Your Wednesday Night In… July 1976


Wednesday, 14th July 1976

PICK OF THE DAY

8.00pm SUMMER NIGHT OUT, ITV
There may have been a drought in full swing, but make sure you’re back from the standpipe in time for Tom O’Connor to take your mind off things with the aid of Georgie Fame, Tammy Jones, The Ladybirds, Roger De Courcey and Nookie Bear, and of course The Lionel Blair Dancers; whether Lionel actually appeared with them is sadly not specified. Given the time slot, the jury is out on whether audiences got the ‘regular’ or ‘blue’ (i.e. saying, “Whaay she’s got big tits” to women who didn’t) Nookie. Mind you, in summer – and especially one that hot and dry – a ‘night out’ can be arranged as easily as just walking to the park and back, so you may have been better advised making your own arrangements.

ALSO SHOWING:

7.00pm GAMES PEOPLE PLAY, Radio 1
A sports quiz that apparently tested entertainers on sport and sportsmen on entertainment, this week with cheeky chappie Jimmy Tarbuck and Crossroads bloke Stan Stennett facing off against boxer John Conteh and rugby player John Dawes for a couple of rounds of Coleman-nodding Water Rattage crossover fun. You’ll never guess what the theme music was.

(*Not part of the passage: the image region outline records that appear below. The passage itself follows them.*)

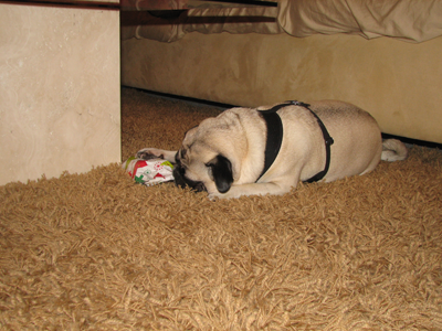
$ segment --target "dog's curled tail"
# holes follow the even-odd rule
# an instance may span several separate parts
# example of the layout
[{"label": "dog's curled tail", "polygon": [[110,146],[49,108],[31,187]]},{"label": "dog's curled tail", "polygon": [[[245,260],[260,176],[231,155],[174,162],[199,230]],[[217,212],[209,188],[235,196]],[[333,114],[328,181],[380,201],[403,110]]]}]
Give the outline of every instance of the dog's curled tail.
[{"label": "dog's curled tail", "polygon": [[386,139],[382,141],[382,161],[401,161],[407,159],[408,150],[406,145],[397,139]]}]

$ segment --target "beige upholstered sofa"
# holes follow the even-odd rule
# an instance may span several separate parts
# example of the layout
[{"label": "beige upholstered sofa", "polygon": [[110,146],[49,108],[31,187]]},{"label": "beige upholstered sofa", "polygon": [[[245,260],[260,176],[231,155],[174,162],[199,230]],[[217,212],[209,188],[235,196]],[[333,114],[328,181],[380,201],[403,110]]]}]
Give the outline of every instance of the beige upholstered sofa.
[{"label": "beige upholstered sofa", "polygon": [[441,0],[122,14],[123,85],[239,106],[341,99],[386,134],[442,142]]}]

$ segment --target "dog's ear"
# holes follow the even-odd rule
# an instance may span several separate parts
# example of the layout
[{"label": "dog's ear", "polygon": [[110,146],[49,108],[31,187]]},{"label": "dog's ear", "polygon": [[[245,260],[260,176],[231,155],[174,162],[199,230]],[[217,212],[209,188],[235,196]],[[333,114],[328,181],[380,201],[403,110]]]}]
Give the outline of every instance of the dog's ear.
[{"label": "dog's ear", "polygon": [[228,192],[233,183],[232,163],[229,159],[219,154],[206,163],[206,166],[211,168],[218,191],[220,193]]}]

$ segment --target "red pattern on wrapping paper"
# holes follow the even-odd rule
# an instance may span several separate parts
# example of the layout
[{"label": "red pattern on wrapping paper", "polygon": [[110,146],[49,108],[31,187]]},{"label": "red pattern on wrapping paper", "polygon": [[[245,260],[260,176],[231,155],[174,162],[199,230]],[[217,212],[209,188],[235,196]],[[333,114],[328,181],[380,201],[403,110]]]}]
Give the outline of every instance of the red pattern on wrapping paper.
[{"label": "red pattern on wrapping paper", "polygon": [[131,172],[129,171],[130,177],[134,179],[135,175],[137,174],[138,168],[143,168],[143,167],[147,167],[147,162],[145,160],[137,161],[134,166],[134,170]]}]

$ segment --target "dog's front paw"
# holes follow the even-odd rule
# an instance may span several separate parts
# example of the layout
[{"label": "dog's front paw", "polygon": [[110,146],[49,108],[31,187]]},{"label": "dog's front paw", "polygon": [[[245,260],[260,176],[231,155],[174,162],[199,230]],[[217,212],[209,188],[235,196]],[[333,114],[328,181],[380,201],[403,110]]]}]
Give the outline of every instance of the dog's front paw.
[{"label": "dog's front paw", "polygon": [[162,150],[156,148],[144,148],[137,151],[137,158],[143,160],[164,159]]}]

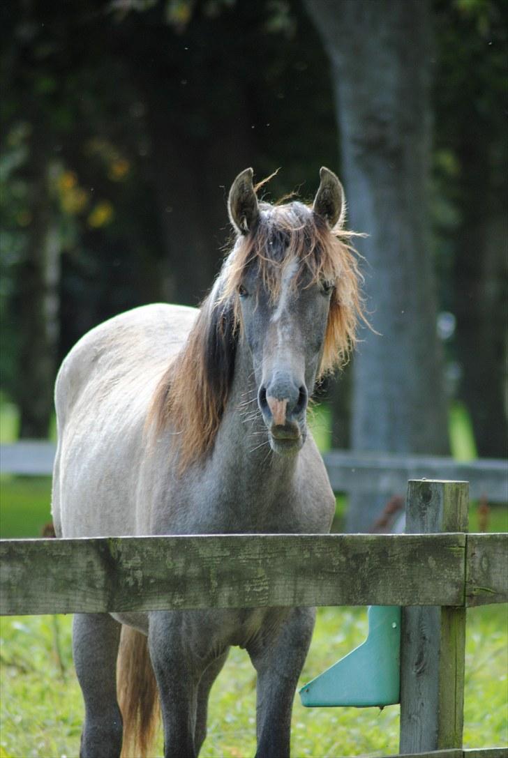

8.35pm WHO SAID THAT?, BBC2
Slightly more highbrow quizzery – apparently spun off from Woman’s Hour – as Ned Sherrin grills Antonia Fraser, Humphrey Lyttleton, Michael Frayn and Gillian Reynolds about ‘who said what, where, when and about whom’. So everyone laughing at that ‘the boy stood on the burning deck’ thing for half an hour, then.

10 Comments

10 Comments

  1. THX 1139

    July 11, 2018 at 10:47 am

    More Nookie Bare than Nookie Bear, then?

  2. Richard16378

    July 11, 2018 at 1:55 pm

    I’ve never really clicked Roger De Courcey and Nookie Bear.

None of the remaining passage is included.